Los humanos nos desgañitamos por posturear; por mostrar lo guapos, lujosos, privilegiados e influyentes que somos. Lo bien que vestimos, lo jóvenes que nos mantenemos a partir de cierta edad o el aspecto de adulto que podemos mostrar cuando no lo somos; lo ‘chic’ que posamos o la cantidad de gente a la que le importa lo que hagamos y digamos. En ocasiones, hasta procuramos que se sepa lo generosos que somos y menos, muchas menos, exhibimos lo inteligentes que pretendemos ser. No es un universo paralelo asociado a las redes sino una parte de nuestra naturaleza. Esto de exhibir lo que nos gustaría que el prójimo piense que somos, y sobre todo que tenemos, es un valor sociocultural que asociamos al éxito. En China, las autoridades, que tienen tendencia a restringir lo que consideran pernicioso para la mente de sus ciudadanos –y para su control del poder– avisan de que las actitudes que ellos consideran occidentales de exhibición de privilegios –y metan ahí modelos de moda, posados con productos de lujo, etc– se van a perseguir porque atentan a la moral igualitaria. Dios y el Gran Timonel me libren de suscribir la restricción de la libertad de hacer el ridículo o dar envidia del modo en cada cual quiera, menos aún si el enunciado supura la imposición del pensamiento único.

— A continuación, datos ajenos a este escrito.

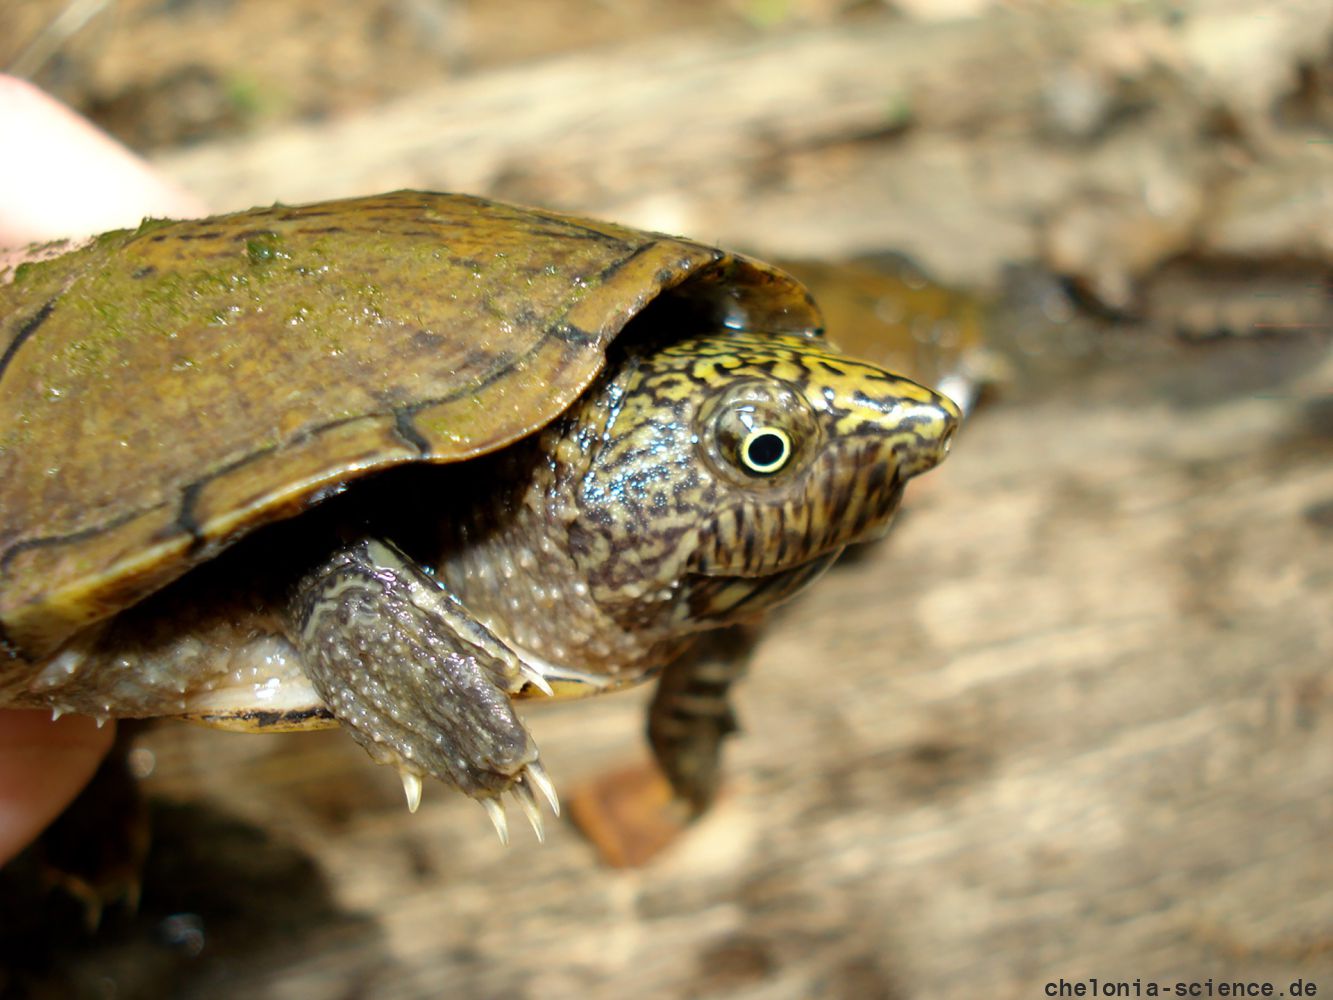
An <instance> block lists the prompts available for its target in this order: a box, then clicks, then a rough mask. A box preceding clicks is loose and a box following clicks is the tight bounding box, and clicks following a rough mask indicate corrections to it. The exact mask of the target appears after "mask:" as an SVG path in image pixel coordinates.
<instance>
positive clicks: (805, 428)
mask: <svg viewBox="0 0 1333 1000" xmlns="http://www.w3.org/2000/svg"><path fill="white" fill-rule="evenodd" d="M701 419H702V420H704V424H705V427H706V428H708V431H706V432H705V433H700V436H698V447H700V448H701V449H702V453H704V457H705V459H706V460H708V464H709V465H712V468H713V469H714V471H717V472H718V473H720V475H722V476H724V477H725V479H728V480H729V481H730V483H733V484H736V485H737V487H741V488H742V489H753V488H756V487H760V484H761V483H762V484H764V487H769V485H773V487H776V485H778V484H780V483H782V481H786V480H788V479H789V477H790V475H792V473H793V471H797V469H800V468H804V467H805V464H806V463H809V460H810V457H812V456H813V455H814V453H817V444H818V433H820V432H818V424H817V423H816V420H814V413H813V412H812V411H810V405H809V404H808V403H806V401H805V399H804V397H802V396H801V395H800V393H797V392H796V391H794V389H793V388H792V387H790V385H786V384H785V383H782V381H778V380H777V379H740V380H737V381H736V383H734V384H733V385H730V387H728V389H726V391H725V392H722V393H721V395H720V396H717V397H714V399H713V400H712V401H710V405H709V407H708V408H705V409H704V411H702V412H701Z"/></svg>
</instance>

Pero también diré que la libertad dedicada a la pose, cuando no militando conscientemente en la desinformación, no me seduce. Es cosa de la edad, seguro, pero se siente uno atrapado en la disyuntiva de que cada cual sea feliz como quiera –incluso en la ignorancia– y del otro en no acabar como los comedores de loto con los que se topó Ulises de vuelta a Ítaca. Aquellos crearon una sociedad de iguales mediante el consumo de la flor narcótica, renunciando a las responsabilidades del mundo real. No digo que nos traguemos las flores de loto, pero masticarlas, las masticamos.